All done! You can now power on the Mastodon server 🐘

Do you want to create an admin user straight away? Yes
Username: soulteary
E-mail: soulteary@gmail.com
You can login with the password: 76a17e7e1d52056fdd0fcada9080f474
You can change your password once you login.

In the above interactive program, in order to save time, I chose not to use external services to store files, and not to use external services to send emails. You can adjust it according to your own needs.

During the execution of the command, we may see some error messages related to Redis: Error connecting to Redis on localhost:6379 (Errno::ECONNREFUSED) . This is because we did not correctly configure the Redis server in advance when we started the configuration program and initialized the application. This does not mean that our configuration is wrong, but it has not yet taken effect, so don't panic.

The configuration and code of this part have also been uploaded to GitHub, you can it up if you need it: 161eff45de2e96 https://github.com/soulteary/Home-Network-Note/tree/master/example/mastodon/app

Update app configuration

Next, we need to save the configuration-related information from the above log output to a configuration file .env.production .

# Generated with mastodon:setup on 2022-01-24 08:49:51 UTC

# Some variables in this file will be interpreted differently whether you are
# using docker-compose or not.

LOCAL_DOMAIN=hub.lab.com
SINGLE_USER_MODE=true
SECRET_KEY_BASE=ce1111c9cd51305cd680aee4d9c2d6fe71e1ba003ea31cc27bd98792653535d72a13c386d8a7413c28d30d5561f7b18b0e56f0d0e8b107b694443390d4e9a888
OTP_SECRET=bcb50204394bdce54a0783f1ef2e72a998ad2f107a0ee4dc3b61557f5c12b5c76267c0512e3d08b85f668ec054d42cdbbe0a42ded70cbd0a70be70346e666d05
VAPID_PRIVATE_KEY=QzEMwqTatuKGLSI3x4gmFkFsxi2Vqd4taExqQtZMfNM=
VAPID_PUBLIC_KEY=BFBQg5vnT3AOW2TBi7OSSxkr28Zz2VZg7Jv203APIS5rPBOveXxCx34Okur-8Rti_sD07P4-rAgu3iBSsSrsqBE=
DB_HOST=db
DB_PORT=5432
DB_NAME=postgres
DB_USER=postgres
DB_PASS=mastodon
REDIS_HOST=redis
REDIS_PORT=6379
REDIS_PASSWORD=
SMTP_SERVER=localhost
SMTP_PORT=25
SMTP_AUTH_METHOD=none
SMTP_OPENSSL_VERIFY_MODE=none
SMTP_FROM_ADDRESS="Mastodon <notifications@hub.lab.com>"
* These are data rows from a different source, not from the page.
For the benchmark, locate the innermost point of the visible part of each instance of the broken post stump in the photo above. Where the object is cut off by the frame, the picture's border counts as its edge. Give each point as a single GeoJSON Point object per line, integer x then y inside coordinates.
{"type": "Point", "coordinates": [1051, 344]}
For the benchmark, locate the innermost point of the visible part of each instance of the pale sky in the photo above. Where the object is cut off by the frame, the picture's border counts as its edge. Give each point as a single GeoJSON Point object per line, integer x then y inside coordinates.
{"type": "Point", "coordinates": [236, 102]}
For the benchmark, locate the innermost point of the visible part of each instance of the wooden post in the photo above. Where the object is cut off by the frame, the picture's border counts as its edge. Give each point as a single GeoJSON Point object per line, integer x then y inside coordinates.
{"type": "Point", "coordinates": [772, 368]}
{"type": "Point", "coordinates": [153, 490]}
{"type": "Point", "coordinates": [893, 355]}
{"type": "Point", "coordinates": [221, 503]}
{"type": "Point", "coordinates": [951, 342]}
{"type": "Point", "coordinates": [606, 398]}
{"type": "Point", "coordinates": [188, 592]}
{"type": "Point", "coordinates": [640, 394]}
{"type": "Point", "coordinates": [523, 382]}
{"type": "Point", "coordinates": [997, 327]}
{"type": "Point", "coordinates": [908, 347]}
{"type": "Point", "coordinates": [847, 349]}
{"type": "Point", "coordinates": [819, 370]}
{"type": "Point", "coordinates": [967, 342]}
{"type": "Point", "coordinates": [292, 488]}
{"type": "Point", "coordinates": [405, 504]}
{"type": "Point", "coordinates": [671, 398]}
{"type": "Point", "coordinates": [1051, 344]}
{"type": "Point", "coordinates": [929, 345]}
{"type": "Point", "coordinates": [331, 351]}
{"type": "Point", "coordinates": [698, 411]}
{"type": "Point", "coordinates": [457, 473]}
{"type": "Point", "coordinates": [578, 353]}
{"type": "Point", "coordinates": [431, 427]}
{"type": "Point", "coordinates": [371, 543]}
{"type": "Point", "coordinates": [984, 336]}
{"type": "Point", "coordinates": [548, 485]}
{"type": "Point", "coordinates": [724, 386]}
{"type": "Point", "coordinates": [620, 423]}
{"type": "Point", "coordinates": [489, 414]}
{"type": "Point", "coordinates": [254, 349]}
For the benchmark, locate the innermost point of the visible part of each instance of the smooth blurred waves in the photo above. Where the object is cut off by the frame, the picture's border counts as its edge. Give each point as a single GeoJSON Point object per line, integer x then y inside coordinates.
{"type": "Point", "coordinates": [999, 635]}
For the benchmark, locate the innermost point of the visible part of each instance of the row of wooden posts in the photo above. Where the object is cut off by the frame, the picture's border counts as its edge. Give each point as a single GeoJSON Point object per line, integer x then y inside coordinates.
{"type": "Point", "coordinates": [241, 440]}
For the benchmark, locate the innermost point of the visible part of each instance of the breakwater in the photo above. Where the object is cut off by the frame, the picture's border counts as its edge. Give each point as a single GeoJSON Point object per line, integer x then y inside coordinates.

One thing to note here is that SMTP_FROM_ADDRESS in the sending email notification configuration needs to be wrapped in double quotation marks. If in the above interactive terminal configuration process, we use the carriage return "all the way Next", the generated configuration content may be missing quotation marks The problem.

If this problem occurs, you can manually add quotation marks when saving the file, and you do not need to re-execute the command.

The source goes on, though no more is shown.